Kecintaan Mr. Kobayashi terhadap anak-anak
dan ketulusannya dalam mengajar jauh lebih kuat daripada api yang sekarang
membakar sekolahnya. Kepala Sekolah tetap riang (2011:248).
Totto-chan:
The Little Girl At The Window ditulis
oleh seorang artis Jepang bernama Tetsuko Kuroyanagi dalam bahasa Jepang,
kemudian pada tahun 1984 diterjemahkan ke dalam Bahasa Inggris oleh Dorothy
Britton, dan pada tahun 2008 dialih bahasakan ke dalam bahasa Indonesia oleh
Widya Kirana, judul novelnya pun berganti menjadi Totto-chan: Gadis Cilik di Jendela.

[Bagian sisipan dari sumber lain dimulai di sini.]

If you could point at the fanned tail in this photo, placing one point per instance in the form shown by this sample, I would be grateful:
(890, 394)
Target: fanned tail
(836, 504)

Tetsuko Kuroyanagi adalah
seorang artis wanita yang paling disegani pada jamannya, dianggap sebagai salah
satu selebriti Jepang pertama yang berhasil mendapatkan pengakuan dari dunia internasional.
Selain dikagumi karena kegiatan-kegiatan amalnya bersama UNICEF, Tetsuko
Kuroyanagi juga seorang penulis buku cerita anak ternama melalui Totto-chan: Gadis Cilik di Jendela.
Bahkan novel Totto-chan ini merupakan bacaan wajib para pendidik di negara
Jepang.
Hampir sejalan dengan Laskar Pelangi karya Andrea Hirata, novel anak Totto-chan: Gadis Cilik di Jendela juga menceritakan sekelumit
kehidupan pengarang ketika masih kecil, persahabatan dengan teman sebayanya,
juga pendidikan menarik yang ditempuhnya. Bahkan kedua novel terkenal ini juga
sama-sama didedikasikan untuk seorang guru luar biasa, Laskar Pelangi untuk Ibu Muslimah dan Totto-chan: Gadis Cilik di Jendela untuk seorang Sosaku Kobayashi.
Selain kesamaan itu, terdapat pula beberapa perbedaan, misalnya saja jika pada Laskar Pelangi Ibu Muslimah harus
memutar otak untuk menyiasati kurangnya sarana pendidikan yang diterima anak
didiknya, berbeda dengan Mr. Sosaku Kobayashi yang justru menunjukkan
perencanaan pendidikan yang sangat luar biasa dan matang pada jaman itu—jaman
meletusnya Perang Dunia II.
Masih banyak hal luar biasa lainnya yang akan
ditemukan dalam novel Totto-chan: Gadis
Cilik di Jendela saat kita berjalan lebih dalam menulusuri halaman-halaman
novel. Namun, satu hal yang perlu menjadi catatan, bahwa novel ini merupakan
novel terjemahan yang aslinya ditulis menggunakan Bahasa Jepang, tentu saja
terdapat beberapa kata atau kalimat yang dirubah susunannya ketika
diterjemahkan ke dalam Bahasa Indonesia. Karena itulah sebaiknya menghindari
menelaah sisi kebahasaan yang digunakan dalam novel terjemahan Totto-chan: Gadis Cilik di Jendela.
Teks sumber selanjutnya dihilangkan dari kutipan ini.